Now, back to the music...

Welcome, Doug!

He swore he wouldn't start a blog, claiming this particular pot already had too many damn cooks....but now my best (and only) friend from high school has, in fact, gone there.

No Kanye, No Credibility?

Even after voting for College Dropout in my top five records of 2004 -- and still diggin' on it months later -- I couldn't muster any excitement for Kanye West's hotly awaited sequel, which just swept Pazz & Jop and will likely rack up many more awards over the next few months. I didn't even hear Late Registration until late last year, when my mother gave me a copy for Christmas. Dropout's early singles were solid, addictive, great advertisements for copping the product when it dropped -- "All Falls Down," "Slow Jamz," "Through the Wire" -- but Registration's equivalents lacked that fresh, brash charm, or if they had it, it was starting to feel more like arrogance, whining, chipped shoulders no upper echelon of fame could ever fix. The non-stop, 24/7 barrage of press items about the dude didn't help any -- burn-out and overexposure were settling in. Speaking truth to power during a Red Cross telethon? Respect due, man, but would you take a year or two off from making your own records and shoving your conflicted/conscious personna down the world's collective throat? I mean, Registration sounds pretty damned incredible, production-wise, and yet I've had little desire to spend more than a few hours with it; I don't even think I've heard it all the way through yet. And I wonder this is because I can't escape Kanye West, what with him crucified on magazine covers and on the news and in the papers and discussed to death online and the singles cycled ad nauseum on MTV. Maybe it arrived a bit too soon -- if its impact might have been even bigger if it hadn't come out until, say, this month. Think I'm wrong? Really? Then consider that crits shafted Missy Elliott's latest this year in print and in the polls -- in part because they weren't given enough time to really miss her.

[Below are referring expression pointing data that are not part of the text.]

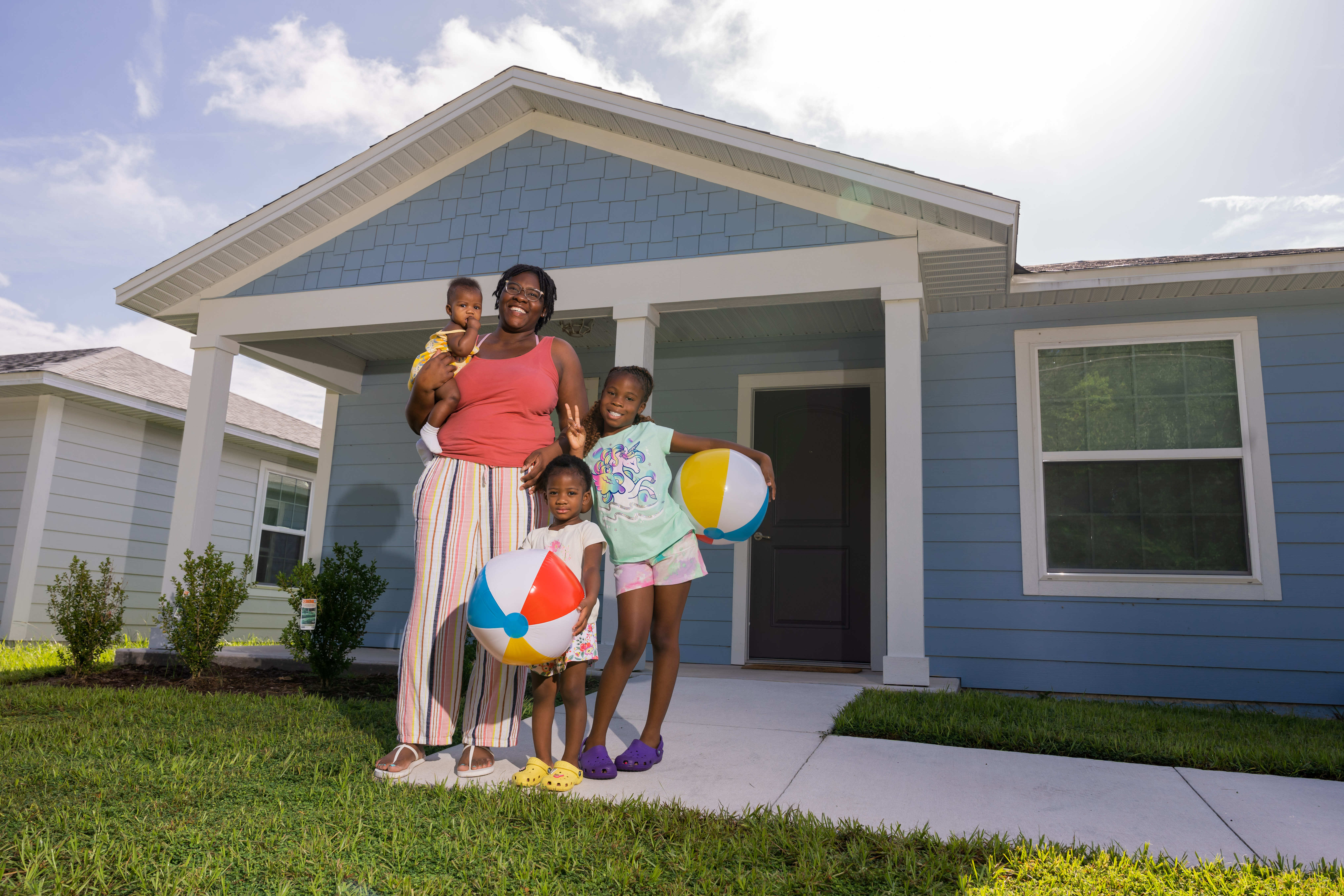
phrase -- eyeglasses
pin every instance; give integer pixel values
(515, 291)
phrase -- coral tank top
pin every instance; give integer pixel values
(506, 409)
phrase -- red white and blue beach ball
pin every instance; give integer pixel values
(523, 608)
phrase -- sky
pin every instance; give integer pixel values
(132, 130)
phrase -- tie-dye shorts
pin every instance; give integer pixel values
(679, 563)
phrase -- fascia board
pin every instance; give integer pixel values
(958, 198)
(381, 151)
(142, 408)
(931, 190)
(420, 304)
(1178, 273)
(330, 230)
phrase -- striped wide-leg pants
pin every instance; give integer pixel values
(466, 514)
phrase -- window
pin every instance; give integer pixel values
(284, 524)
(1143, 461)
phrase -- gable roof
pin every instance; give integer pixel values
(134, 375)
(478, 120)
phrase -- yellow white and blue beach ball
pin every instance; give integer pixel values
(725, 495)
(523, 608)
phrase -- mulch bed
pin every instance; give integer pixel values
(230, 680)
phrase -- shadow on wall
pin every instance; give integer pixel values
(380, 518)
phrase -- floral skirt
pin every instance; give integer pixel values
(583, 651)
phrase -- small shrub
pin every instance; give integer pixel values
(204, 608)
(346, 592)
(87, 613)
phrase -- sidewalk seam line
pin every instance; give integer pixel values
(775, 803)
(1218, 815)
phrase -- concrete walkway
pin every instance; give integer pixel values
(737, 742)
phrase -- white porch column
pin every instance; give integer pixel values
(905, 663)
(33, 518)
(202, 446)
(323, 481)
(634, 347)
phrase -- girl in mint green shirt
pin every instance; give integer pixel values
(653, 545)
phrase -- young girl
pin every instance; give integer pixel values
(464, 309)
(653, 545)
(568, 485)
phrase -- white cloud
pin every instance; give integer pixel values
(986, 73)
(97, 205)
(149, 70)
(308, 80)
(22, 332)
(1290, 222)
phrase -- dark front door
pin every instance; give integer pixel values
(811, 561)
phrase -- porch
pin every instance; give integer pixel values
(791, 320)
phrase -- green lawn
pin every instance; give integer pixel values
(29, 660)
(1159, 735)
(165, 791)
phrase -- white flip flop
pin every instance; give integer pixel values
(468, 756)
(398, 776)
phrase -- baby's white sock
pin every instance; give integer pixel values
(429, 433)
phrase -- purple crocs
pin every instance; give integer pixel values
(597, 764)
(640, 757)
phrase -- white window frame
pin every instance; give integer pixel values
(1263, 541)
(260, 510)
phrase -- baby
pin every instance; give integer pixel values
(464, 309)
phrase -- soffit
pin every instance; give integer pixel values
(353, 190)
(759, 322)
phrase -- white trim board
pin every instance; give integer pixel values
(876, 379)
(1264, 582)
(854, 271)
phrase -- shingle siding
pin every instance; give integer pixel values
(983, 629)
(506, 209)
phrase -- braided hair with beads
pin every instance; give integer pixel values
(544, 281)
(593, 420)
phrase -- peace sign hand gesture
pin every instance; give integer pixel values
(575, 433)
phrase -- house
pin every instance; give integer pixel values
(92, 445)
(1111, 477)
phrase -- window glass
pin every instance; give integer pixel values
(278, 553)
(1124, 398)
(1146, 516)
(287, 503)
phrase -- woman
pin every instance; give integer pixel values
(472, 503)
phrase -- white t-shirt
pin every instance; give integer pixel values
(568, 543)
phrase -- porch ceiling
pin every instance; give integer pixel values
(757, 322)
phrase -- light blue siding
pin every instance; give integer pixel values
(376, 468)
(983, 629)
(549, 202)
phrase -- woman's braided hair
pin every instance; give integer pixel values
(593, 421)
(544, 281)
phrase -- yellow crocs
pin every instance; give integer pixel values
(564, 777)
(532, 774)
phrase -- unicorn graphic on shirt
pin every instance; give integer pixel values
(620, 484)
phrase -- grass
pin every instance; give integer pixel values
(171, 792)
(29, 660)
(1161, 735)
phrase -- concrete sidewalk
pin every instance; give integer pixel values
(734, 743)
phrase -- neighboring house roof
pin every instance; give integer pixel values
(123, 371)
(1170, 260)
(515, 101)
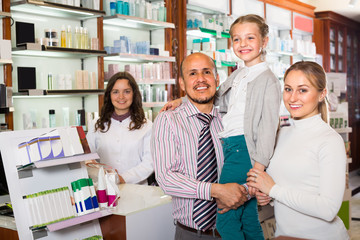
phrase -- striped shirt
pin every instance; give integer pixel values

Comparing my P&J picks to the top 40 overall results, it's clear that I've drifted further than ever from the critical concensus. This is only depressing when I click on some of my more esoteric favorites and discover that out of nearly 750 voters I'm the only effing person who went ga-ga-ga for a Dead Machines CD or a Liz Phair song...while a majority creamed over Kanye for the second year in a row. If Kanye wins this thing three years in a row I don't know what I'll do.

Meanwhile, Robert Christgau takes on Eminem's career and puts a lot of things into perspective; no other epitaphs are needed.

Thursday, February 09, 2006

Pollin'

My '05 P&J ballot is here. Shadow ballot'll go up next week.

Texts Cheap for Balti Peeps

If you’re in Baltimore, or in the Baltimore area, or you’re planning a trip to Baltimore soon, or whatever, you are encouraged – strongly – to visit Daedalus Books, where overstock titles of the recent past can be had brand-spanking new (new Susan Sontag, old Umberto Eco, coffee table photo and art books, military histories, I could go on but my memory sucks and it’s been a few weeks) for, oftentimes, a fraction of the original price. Located at (or near) the intersection of York Road and Northern Parkway, this is a new Daedalus; one has been situated in the Columbia area for some time now. This should be of particular interest to those of you who are fans of Los Bros Hernandez’s Love & Rockets series but don’t have all of the individual issues or graphic novel collections, because, see, many of said collections are on sale.... for $4.98, down from the usual $17.95 price. You’ve got your orders – go!

Apologies for the update drought....work (daily and freelance alike) has been kicking my ass and I’ve neglected this space. I’ve decided to start treating the blog like a diary more than anything else, in part because I have no idea who my readership really is at this point or if I can actually be said to have one. But that lack of certainty hasn’t deterred millions of other bloggers worldwide, so why should I be any different?

In other news, I’ve just been made Assistant Music Editor at Static, a promotion that should lead, eventually, to some sort of salary, however meager. And the title and experience could come in handy someday. And one of my Pazz & Jopp comments was accepted, which is fabulous, a huge ego boost.

More soon, promise. You’ll wish me silent before you know it.